BMKG Warning Rob Juni 2026, Pelindo Kalimas Surabaya Jamin Operasional Aman
Cak Sur June 17, 2026 02:32 PM

SURYA.CO.ID, SURABAYA - PT Pelabuhan Indonesia (Persero) atau Pelindo Cabang Kalimas memperketat langkah antisipasi banjir rob menyusul peringatan dini Badan Meteorologi, Klimatologi, dan Geofisika (BMKG) Kelas II Tanjung Perak untuk periode 12-18 Juni 2026.

Langkah taktis ini diambil guna memastikan seluruh aktivitas logistik dan operasional pelabuhan tetap berjalan lancar dan aman.

Kawasan Pelabuhan Kalimas sempat mengalami genangan akibat fenomena banjir rob pada Senin (15/6/2026). Namun, komitmen cepat dari pihak pelabuhan membuat genangan tersebut dapat langsung teratasi dengan baik.

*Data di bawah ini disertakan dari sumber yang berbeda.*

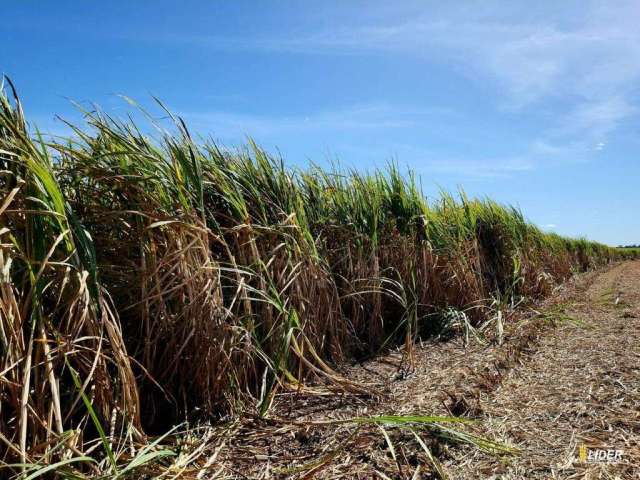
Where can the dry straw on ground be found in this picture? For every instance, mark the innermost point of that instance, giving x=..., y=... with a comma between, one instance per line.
x=147, y=281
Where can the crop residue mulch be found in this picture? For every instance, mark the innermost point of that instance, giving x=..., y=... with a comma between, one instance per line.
x=565, y=374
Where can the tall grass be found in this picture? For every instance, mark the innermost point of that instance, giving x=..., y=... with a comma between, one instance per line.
x=172, y=276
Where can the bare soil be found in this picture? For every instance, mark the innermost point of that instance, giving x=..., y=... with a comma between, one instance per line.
x=563, y=374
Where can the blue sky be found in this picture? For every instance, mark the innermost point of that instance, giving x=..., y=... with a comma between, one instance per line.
x=531, y=103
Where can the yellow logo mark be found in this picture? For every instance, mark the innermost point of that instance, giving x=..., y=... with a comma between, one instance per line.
x=582, y=452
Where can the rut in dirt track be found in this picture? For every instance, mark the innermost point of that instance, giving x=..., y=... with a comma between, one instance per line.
x=560, y=379
x=581, y=387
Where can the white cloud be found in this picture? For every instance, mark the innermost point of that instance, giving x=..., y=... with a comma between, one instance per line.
x=585, y=57
x=228, y=125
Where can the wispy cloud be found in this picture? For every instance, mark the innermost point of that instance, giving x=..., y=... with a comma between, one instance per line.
x=370, y=117
x=584, y=57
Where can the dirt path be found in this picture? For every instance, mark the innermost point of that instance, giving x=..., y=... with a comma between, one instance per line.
x=557, y=380
x=581, y=386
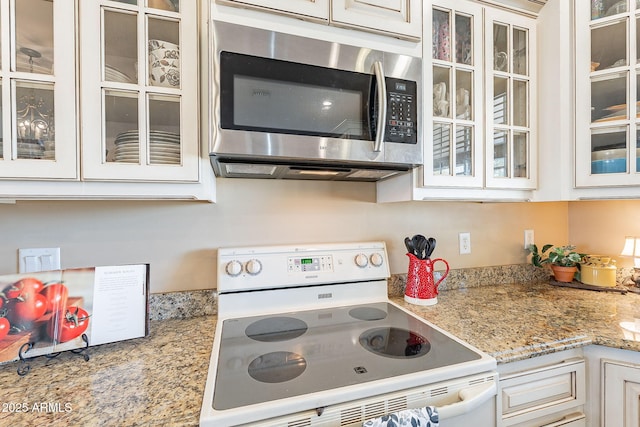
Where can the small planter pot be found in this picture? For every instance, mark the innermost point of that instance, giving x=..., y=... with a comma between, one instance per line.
x=563, y=274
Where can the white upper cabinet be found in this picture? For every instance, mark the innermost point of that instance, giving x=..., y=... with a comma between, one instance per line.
x=608, y=99
x=315, y=9
x=38, y=90
x=454, y=72
x=396, y=18
x=139, y=99
x=480, y=107
x=402, y=18
x=510, y=68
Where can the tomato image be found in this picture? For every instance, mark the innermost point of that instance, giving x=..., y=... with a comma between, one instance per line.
x=26, y=311
x=56, y=295
x=4, y=327
x=24, y=287
x=67, y=326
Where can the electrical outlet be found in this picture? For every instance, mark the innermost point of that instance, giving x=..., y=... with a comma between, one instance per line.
x=38, y=259
x=465, y=243
x=528, y=238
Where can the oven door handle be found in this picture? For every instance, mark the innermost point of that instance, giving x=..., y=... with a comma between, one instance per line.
x=470, y=399
x=381, y=94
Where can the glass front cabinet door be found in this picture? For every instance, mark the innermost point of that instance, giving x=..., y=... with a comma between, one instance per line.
x=510, y=64
x=139, y=80
x=454, y=156
x=37, y=80
x=481, y=72
x=608, y=94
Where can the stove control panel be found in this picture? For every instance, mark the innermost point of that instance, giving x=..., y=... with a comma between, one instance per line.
x=304, y=264
x=269, y=267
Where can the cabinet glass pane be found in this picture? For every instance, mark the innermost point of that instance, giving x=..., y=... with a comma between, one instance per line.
x=602, y=8
x=464, y=94
x=441, y=35
x=35, y=120
x=170, y=5
x=464, y=40
x=609, y=150
x=500, y=154
x=520, y=154
x=464, y=150
x=609, y=98
x=637, y=39
x=164, y=53
x=122, y=142
x=637, y=156
x=441, y=87
x=520, y=103
x=1, y=128
x=34, y=36
x=441, y=149
x=120, y=47
x=609, y=46
x=520, y=52
x=500, y=47
x=164, y=130
x=500, y=100
x=637, y=109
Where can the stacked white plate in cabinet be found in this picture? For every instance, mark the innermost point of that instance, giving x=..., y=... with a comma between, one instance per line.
x=164, y=147
x=114, y=75
x=30, y=148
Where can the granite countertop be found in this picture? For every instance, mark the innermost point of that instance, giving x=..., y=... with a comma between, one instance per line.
x=159, y=380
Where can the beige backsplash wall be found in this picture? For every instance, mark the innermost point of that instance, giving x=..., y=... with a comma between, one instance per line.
x=599, y=227
x=179, y=239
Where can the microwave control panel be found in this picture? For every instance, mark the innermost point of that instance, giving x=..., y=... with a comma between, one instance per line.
x=402, y=111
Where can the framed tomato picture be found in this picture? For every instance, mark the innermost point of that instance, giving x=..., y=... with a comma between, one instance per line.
x=53, y=311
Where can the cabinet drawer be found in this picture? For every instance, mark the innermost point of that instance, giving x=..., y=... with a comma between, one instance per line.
x=539, y=392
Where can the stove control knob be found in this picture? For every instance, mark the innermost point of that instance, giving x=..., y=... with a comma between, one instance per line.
x=361, y=260
x=253, y=267
x=376, y=259
x=233, y=268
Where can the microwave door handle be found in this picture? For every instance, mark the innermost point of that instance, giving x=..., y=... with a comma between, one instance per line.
x=381, y=94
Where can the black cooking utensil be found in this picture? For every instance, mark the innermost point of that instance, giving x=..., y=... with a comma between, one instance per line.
x=431, y=246
x=409, y=244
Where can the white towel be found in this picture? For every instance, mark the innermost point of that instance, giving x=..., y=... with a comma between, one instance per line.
x=420, y=417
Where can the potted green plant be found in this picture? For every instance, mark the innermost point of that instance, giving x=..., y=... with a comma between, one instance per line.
x=563, y=260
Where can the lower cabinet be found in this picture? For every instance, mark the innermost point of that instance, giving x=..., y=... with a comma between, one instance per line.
x=543, y=391
x=614, y=386
x=621, y=394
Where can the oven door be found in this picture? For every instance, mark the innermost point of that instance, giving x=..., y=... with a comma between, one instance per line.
x=469, y=401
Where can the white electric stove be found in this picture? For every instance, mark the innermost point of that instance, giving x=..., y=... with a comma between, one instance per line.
x=306, y=336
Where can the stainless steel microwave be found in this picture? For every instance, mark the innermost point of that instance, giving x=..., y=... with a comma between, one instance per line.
x=286, y=106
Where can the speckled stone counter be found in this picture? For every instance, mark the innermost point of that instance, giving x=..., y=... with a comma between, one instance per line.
x=515, y=322
x=159, y=380
x=153, y=381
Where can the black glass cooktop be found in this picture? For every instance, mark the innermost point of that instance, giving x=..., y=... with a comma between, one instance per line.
x=265, y=358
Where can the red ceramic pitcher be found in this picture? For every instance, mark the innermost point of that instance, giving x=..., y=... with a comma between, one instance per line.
x=421, y=288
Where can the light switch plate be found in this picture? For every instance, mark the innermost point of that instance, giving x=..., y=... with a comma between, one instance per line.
x=38, y=259
x=465, y=243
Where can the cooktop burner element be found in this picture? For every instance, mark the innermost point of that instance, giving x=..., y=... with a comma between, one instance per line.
x=395, y=342
x=305, y=331
x=277, y=367
x=275, y=329
x=333, y=346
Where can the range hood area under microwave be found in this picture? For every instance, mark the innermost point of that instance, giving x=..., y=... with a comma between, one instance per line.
x=292, y=107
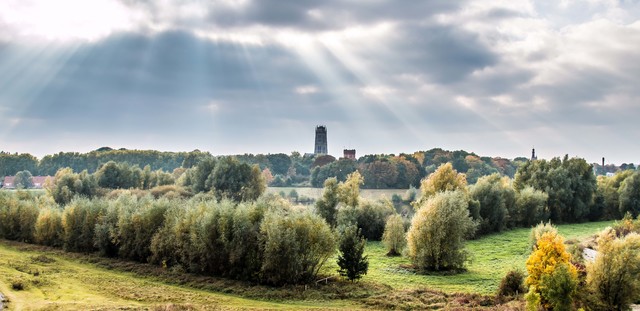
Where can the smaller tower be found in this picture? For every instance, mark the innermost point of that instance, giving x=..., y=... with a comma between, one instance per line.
x=350, y=154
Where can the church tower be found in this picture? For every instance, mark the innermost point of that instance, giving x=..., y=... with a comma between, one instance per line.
x=533, y=154
x=321, y=140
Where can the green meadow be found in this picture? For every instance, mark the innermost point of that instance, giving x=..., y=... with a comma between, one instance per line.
x=40, y=278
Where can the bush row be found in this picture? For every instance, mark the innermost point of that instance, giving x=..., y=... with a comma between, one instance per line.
x=266, y=241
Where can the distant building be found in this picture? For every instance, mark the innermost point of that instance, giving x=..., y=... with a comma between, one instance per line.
x=8, y=183
x=350, y=154
x=533, y=154
x=321, y=140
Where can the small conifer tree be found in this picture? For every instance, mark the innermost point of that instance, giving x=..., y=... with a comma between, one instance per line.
x=352, y=262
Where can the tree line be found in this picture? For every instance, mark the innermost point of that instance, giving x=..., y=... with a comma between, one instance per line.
x=280, y=170
x=227, y=226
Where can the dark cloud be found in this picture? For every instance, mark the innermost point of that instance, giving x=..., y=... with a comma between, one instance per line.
x=305, y=15
x=411, y=76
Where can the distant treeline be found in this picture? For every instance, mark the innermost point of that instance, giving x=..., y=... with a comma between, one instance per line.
x=10, y=163
x=383, y=171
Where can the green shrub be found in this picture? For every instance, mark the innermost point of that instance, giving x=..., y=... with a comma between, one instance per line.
x=394, y=236
x=512, y=284
x=296, y=245
x=352, y=262
x=614, y=277
x=438, y=230
x=538, y=231
x=531, y=206
x=17, y=217
x=18, y=284
x=79, y=221
x=371, y=218
x=559, y=287
x=48, y=227
x=496, y=200
x=137, y=222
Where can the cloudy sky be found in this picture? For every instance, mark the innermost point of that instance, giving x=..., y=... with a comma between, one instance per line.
x=384, y=76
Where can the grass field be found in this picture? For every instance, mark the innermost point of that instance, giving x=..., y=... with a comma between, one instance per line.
x=57, y=280
x=492, y=256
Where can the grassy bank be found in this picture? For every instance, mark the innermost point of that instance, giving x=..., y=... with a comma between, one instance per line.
x=53, y=279
x=491, y=257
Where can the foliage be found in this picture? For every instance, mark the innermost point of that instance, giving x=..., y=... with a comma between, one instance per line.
x=339, y=169
x=371, y=217
x=445, y=178
x=279, y=163
x=48, y=227
x=608, y=191
x=512, y=284
x=530, y=206
x=236, y=181
x=79, y=220
x=537, y=232
x=496, y=200
x=10, y=164
x=17, y=217
x=630, y=195
x=326, y=206
x=349, y=190
x=533, y=299
x=394, y=236
x=23, y=180
x=295, y=245
x=570, y=184
x=559, y=287
x=614, y=277
x=352, y=261
x=66, y=184
x=437, y=233
x=548, y=255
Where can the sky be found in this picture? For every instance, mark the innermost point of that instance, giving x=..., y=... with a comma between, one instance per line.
x=497, y=78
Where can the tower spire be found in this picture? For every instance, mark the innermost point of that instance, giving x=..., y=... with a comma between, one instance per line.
x=321, y=140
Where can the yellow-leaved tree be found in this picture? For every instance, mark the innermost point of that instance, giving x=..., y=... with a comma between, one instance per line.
x=552, y=277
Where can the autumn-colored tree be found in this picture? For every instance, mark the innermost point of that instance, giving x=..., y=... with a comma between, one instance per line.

Komitmen Pelindo Kalimas Jaga Kelancaran Logistik

General Manager (GM) Pelabuhan Kalimas, GSN, dan Terminal Penumpang, Ana Andiliya, menegaskan kesiapsiagaan terus dilakukan guna menjaga kelancaran operasional pelabuhan dan memberikan pelayanan terbaik kepada pengguna jasa.

"Namun demikian, kondisi tersebut dapat segera tertangani dan air kembali surut dalam waktu kurang dari dua jam sehingga tidak menimbulkan dampak signifikan terhadap aktivitas kepelabuhanan," ujar Ana Andiliya pada Rabu (17/6/2026).

Dia menambahkan bahwa koordinasi intensif terus berjalan guna menghadapi potensi pasang naik ini.

"Pelindo terus memantau perkembangan kondisi pasang surut air laut dan berkoordinasi dengan BMKG serta instansi terkait," sambungnya.

Tiga Langkah Mitigasi Hadapi Pasang Air Laut

Sebagai langkah mitigasi taktis, Pelindo Kalimas secara rutin mempersiapkan langkah antisipatif guna mempercepat penanganan apabila air pasang mulai memasuki wilayah pelabuhan. Berikut adalah langkah penanganannya:

  • Normalisasi Saluran Air: Pelindo secara rutin melakukan normalisasi saluran pembuangan air guna memastikan aliran air berjalan optimal menuju laut.
  • Penyiagaan Pompa Air: Sejumlah pompa air telah disiagakan untuk mempercepat proses pengaliran air kembali ke laut apabila terjadi genangan akibat pasang air laut.
  • Penyebaran Personel Lapangan: Menyiagakan personel dan tim operasional di sejumlah titik strategis untuk melakukan pemantauan serta penanganan cepat apabila fenomena rob kembali terjadi selama periode yang diprediksi oleh BMKG.

"Alhamdulillah, genangan yang sempat terjadi pada 15 Juni dapat surut dalam waktu kurang dari dua jam dan tidak mengganggu aktivitas operasional pelabuhan. Kami memastikan seluruh layanan di Pelabuhan Kalimas tetap berjalan normal dan aman bagi pengguna jasa," kata Ana.

Dampak Banjir Rob Terhadap Aktivitas Pelabuhan

Banjir rob yang terjadi merupakan fenomena alam yang disebabkan oleh pasang air laut, sehingga permukaan air laut mengalami kenaikan beberapa sentimeter dan menggenangi sejumlah area pesisir, termasuk sebagian kawasan pelabuhan.

Meski sempat memicu genangan sementara, seluruh aktivitas operasional di Pelabuhan Kalimas tetap berjalan dengan normal tanpa kendala.

Kegiatan bongkar muat, pelayanan kapal, serta aktivitas penunjang pengguna jasa pelabuhan dipastikan tidak mengalami gangguan sedikit pun.

Pelindo juga mengimbau, seluruh pengguna jasa dan masyarakat di sekitar kawasan pelabuhan untuk tetap waspada terhadap potensi banjir rob selama periode yang telah diprediksi BMKG, serta senantiasa mengikuti informasi resmi dari otoritas terkait.